Combinations work when humans, AI do what they do best
Malone and his co-authors — MIT Sloan assistant professor Abdullah Almaatouq and Michelle Vaccaro, an MIT doctoral student and CCI affiliate — analyzed 370 unique effect sizes from 106 experiments that evaluated the performance of humans alone, AI alone, and human-AI combinations. The studies were published between January 2020 and July 2023. (Effect size is defined as the magnitude of the difference between variables in a study.)
The researchers found that the combination of humans and AI, on average, outperformed the baseline of humans acting on their own, but it did not perform better than the baseline of AI on its own. Notably, the average performance scores for the combination of humans and AI were lower than those of the best human or AI systems.
For example, AI alone proved to be the most successful at detecting fake hotel reviews, with an accuracy rate of 73%, compared with 69% for humans and AI together and 55% for humans alone. The researchers hypothesized that because people were less accurate at the task in general than the AI, they were also not very good at deciding when to trust the algorithms and when to trust their own judgment. This resulted in lower performance for the combination of AI and humans than for AI alone.
“Combinations of humans and AI work best when each party can do the thing they do better than the other,” Malone said.Redefining processes is better than reassigning tasks
The researchers said human-AI collaboration can take two different forms. Human-AI augmentation takes place when the average human-AI system performs better than a human alone. Human-AI synergy occurs when human-AI output outperforms both humans and AI alone.
Achieving human-AI synergy is hindered by several challenges. The first is understanding when humans alone, AI alone, or the combination of the two will be most effective. Many organizations struggle with this, Vaccaro said, because they tend to overestimate the effectiveness of the systems they have in place. Randomized experiments, such as A/B tests that evaluate outcomes across the three use cases, can provide data-driven insights here.

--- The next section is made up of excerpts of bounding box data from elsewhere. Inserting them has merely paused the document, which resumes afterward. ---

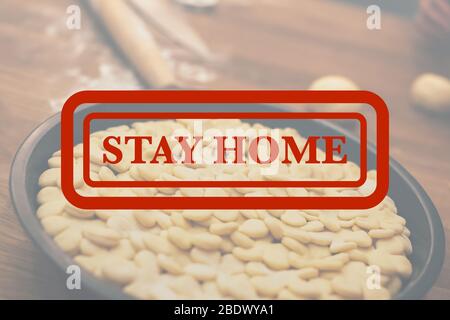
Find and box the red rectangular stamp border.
[83,111,367,188]
[61,90,389,210]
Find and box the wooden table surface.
[0,0,450,299]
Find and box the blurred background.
[0,0,450,299]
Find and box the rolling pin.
[89,0,177,88]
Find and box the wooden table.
[0,0,450,299]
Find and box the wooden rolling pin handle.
[91,0,176,88]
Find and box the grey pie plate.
[10,104,445,299]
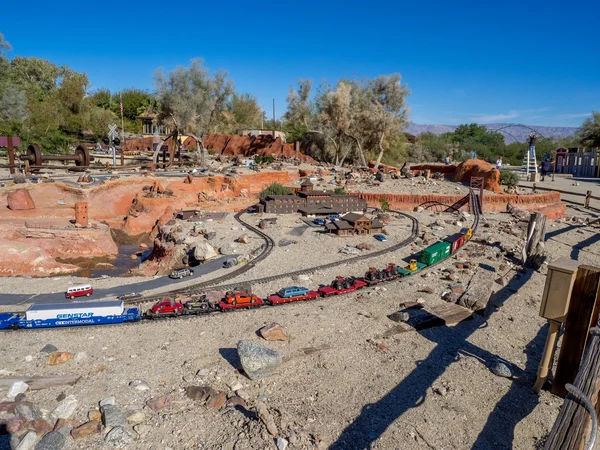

The second is applying the results of such experiments to achieve change. This is less about dividing subtasks between humans and AI, Malone said, and more about redesigning the whole process of how they work together. Companies looking to automate the mass production of furniture, for example, would need to consider whether they should automate not just the intricate steps of assembly but also the onerous process of moving a finished wardrobe across the factory floor.
“We found humans excel at subtasks involving contextual understanding and emotional intelligence, while AI systems excel at subtasks that are repetitive, high-volume, or data-driven,” Vaccaro said.
After deciding on a strategy, it pays to adopt a model of continuous improvement. “Start with a basic workflow, then monitor performance, and, finally, refine the workflow based on outcomes and user feedback,” she said.
Generative AI shows the power of collaboration
One area of promising synergy between humans and machines is generative AI.
The researchers found that human-AI combinations performed worse on tasks that involved decision-making but better on tasks that involved creating content. Creation tasks were relatively unexplored during the study period — only 10% of papers that were reviewed looked at content creation. But in those cases, “the average effect size for human-AI synergy was positive and significantly greater than that for the decision[-making] tasks,” which made up the bulk of the research and tended to have negative effects, the researchers write.